Tiba–tiba, Salsa mendongak, melingkarkan tangannya di leher Arya dan berjinjit. Dia ingin menciumnya,
tetapi Arya sangat tinggi. Dia tidak akan bisa menyentuh bibirnya jika Arya tidak menundukkan
kepnya!
Lagi p, dia th bertindak atas dorongan hati. Merasa bahwa Arya tidak akan menundukkan
kepnya, Salsa mi menangis sedih. Tapi tepat ketika dia akan menyerah, Arya mengangkat
tangannya di pinggang sambil menurunkan kepnya, mendekatkan wajah mereka. Mereka begitu
dekat shingga napas mereka saling terjalin, dan saat mata mereka terkunci satu samain, waktu
berhenti.
Dia memberinya kesempatan untuk mkukan apa yang Salsa dambakan.

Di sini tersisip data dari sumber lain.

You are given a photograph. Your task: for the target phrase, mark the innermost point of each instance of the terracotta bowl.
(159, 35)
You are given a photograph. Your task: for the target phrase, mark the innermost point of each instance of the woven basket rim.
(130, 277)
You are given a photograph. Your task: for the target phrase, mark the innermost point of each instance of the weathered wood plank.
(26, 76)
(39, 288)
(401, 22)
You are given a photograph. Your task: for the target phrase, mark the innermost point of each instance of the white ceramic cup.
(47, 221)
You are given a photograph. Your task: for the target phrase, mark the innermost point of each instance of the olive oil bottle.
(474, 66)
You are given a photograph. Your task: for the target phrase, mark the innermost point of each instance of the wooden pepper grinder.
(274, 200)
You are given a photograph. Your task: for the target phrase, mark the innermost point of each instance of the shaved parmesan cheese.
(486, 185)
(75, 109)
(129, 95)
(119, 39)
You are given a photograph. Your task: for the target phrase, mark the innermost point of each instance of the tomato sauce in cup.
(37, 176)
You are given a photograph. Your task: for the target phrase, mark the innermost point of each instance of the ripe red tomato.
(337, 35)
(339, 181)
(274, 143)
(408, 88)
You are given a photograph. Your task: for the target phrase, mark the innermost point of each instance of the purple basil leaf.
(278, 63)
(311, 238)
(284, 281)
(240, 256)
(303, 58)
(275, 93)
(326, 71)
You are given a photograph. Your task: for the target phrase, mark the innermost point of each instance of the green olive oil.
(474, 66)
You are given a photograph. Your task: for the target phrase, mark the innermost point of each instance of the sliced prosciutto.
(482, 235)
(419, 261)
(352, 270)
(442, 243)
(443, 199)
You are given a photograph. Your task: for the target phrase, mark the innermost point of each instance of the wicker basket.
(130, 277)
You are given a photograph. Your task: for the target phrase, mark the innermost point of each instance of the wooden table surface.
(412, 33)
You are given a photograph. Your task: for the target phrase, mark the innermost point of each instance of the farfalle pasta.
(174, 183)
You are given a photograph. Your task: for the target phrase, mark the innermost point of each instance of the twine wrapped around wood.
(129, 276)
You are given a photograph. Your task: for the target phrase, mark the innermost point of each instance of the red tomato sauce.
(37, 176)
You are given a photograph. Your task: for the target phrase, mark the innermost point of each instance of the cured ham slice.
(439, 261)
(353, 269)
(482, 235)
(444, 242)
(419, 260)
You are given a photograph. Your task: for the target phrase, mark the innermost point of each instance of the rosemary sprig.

Pada saat itu, Salsa menahan napas, menangkupkan pipinya, dan menekan bibirnya yang sedikit
gemetar ke bibir Arya.
Arya menutup matanya dan mengencangkan tangannya di pinggang Salsa. Dia menyadari bahwa dia
menyukai aromanya, dan ciumannya membangkitkan perasaan di dm dirinya, menyebabkan dia
secara refleks meresponsnya sejenak.
Sama seperti itu, Salsa disematkan ke rak anggur, dan emosi mereka yang sebenarnya terungkap…..
Mungkin karena pengaruh alkoholnya juga, karena ciuman itu seperti b api yang menyelimuti,
berkobar
namun menawan.
Akhirnya, Arya melepaskannya, dan Salsa juga menyadari apa yang baru saja merekakukan. Dengan
itu, dia memegang dahinya sementara pikirannya menjadi kosong sma beberapa detik.
Di sisiin, Arya th mengambil botol wiski yang terbuka dan menenggaknyangsung dari botol, ingin
menggunakan cairan es untuk mengeluarkan hasratnya yang membara.